Viewing the troops return on CBC this morning, it was nice to see more-or-less respectful coverage of the event. Wish I could say the same about CTV's reporter Bubbles Whats-her-names' grilling of General Milner, though. Even my decidedly non-military spouse had a few choice words about the propriety of asking the usual "Was it worth it?" questions at this event...

Great interview with Sgt Tim M., even if his boys seemed to be unwilling participants!
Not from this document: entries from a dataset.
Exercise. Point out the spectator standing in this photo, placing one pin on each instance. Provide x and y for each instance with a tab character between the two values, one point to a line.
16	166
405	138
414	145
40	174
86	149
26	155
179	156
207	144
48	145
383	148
Can't believe it's been 14 years since ROTO 0 in Kandahar...


----------



## Armymedic (18 Mar 2014)

tomahawk6 said:
			
		

> I would like to add my appreciation for the commitment and sacrifice continuing to be made by Canada and her armed forces to the Global War on Terror.



FTFY. 

Afghanistan may be done, but our military continues to provide contributions around the world.


----------



## tomahawk6 (19 Mar 2014)

Rider Pride said:
			
		

> FTFY.
> 
> Afghanistan may be done, but our military continues to provide contributions around the world.



I don't think my comment requires an amendment.I am appreciative for Canada's contribution and sacrifice in the GWOT.While OEF is winding down, the GWOT is a continuing effort.


----------



## little jim (19 Mar 2014)

Rider Pride said:
			
		

> FTFY.
> 
> Afghanistan may be done, but our military continues to provide contributions around the world.



Lets not forget there are still Canadians serving in exchange positions in Afghanistan.  BGen Erye who is on exchange with XVIII Abn Corps took over from Mgen Milner as the Comd NTM-A and just started his year long deployment and there are several MPEPs deployed into RC(E) with 10th MTN.  These are just the positions I know of.  I am sure there are others be it pilots or engineers with the Brits or dudes with the ADF.  

Nothing sucks more than totally being forgotten while deployed.


----------



## Jed (19 Mar 2014)

little jim said:
			
		

> Lets not forget there are still Canadians serving in exchange positions in Afghanistan.  BGen Erye who is on exchange with XVIII Abn Corps took over from Mgen Milner as the Comd NTM-A and just started his year long deployment and there are several MPEPs deployed into RC(E) with 10th MTN.  These are just the positions I know of.  I am sure there are others be it pilots or engineers with the Brits or dudes with the ADF.
> 
> Nothing sucks more than totally being forgotten while deployed.



You've got that right.


----------



## Journeyman (19 Mar 2014)

little jim said:
			
		

> Nothing sucks more than totally being forgotten while deployed.


_Au contraire._  I was one of four Canadians in UNFICYP after the Canadian Bn had been withdrawn.  I gruelling year of rugby, Guinness, sun-tanning....and NO Staff Annoyance Visits.
It was awesome.

And where I was in Afghanistan wasn't on the NDHQ tourism itinerary.  
That was awesome too.
      :nod:


----------



## Jed (19 Mar 2014)

Journeyman said:
			
		

> _Au contraire._  I was one of four Canadians in UNFICYP after the Canadian Bn had been withdrawn.  I gruelling year of rugby, Guinness, sun-tanning....and NO Staff Annoyance Visits.
> It was awesome.
> 
> And where I was in Afghanistan wasn't on the NDHQ tourism itinerary.
> ...



Sometimes the stars align.  ;D


----------



## dimsum (19 Mar 2014)

Journeyman said:
			
		

> And where I was in Afghanistan wasn't on the NDHQ tourism itinerary.
> That was awesome too.
> :nod:



Yep, except when they forget we're there and scale back the Hardship/Risk Allowance, while the threat hasn't changed in years.


----------



## Jungle (19 Mar 2014)

Journeyman said:
			
		

> And where I was in Afghanistan wasn't on the NDHQ tourism itinerary.
> That was awesome too.
> :nod:



Yeah !! That was a good go...  8)


----------



## Journeyman (19 Mar 2014)

Jungle said:
			
		

> Yeah !! That was a good go...  8)


Shhhh....it was hell!  Hell, I tell you!


----------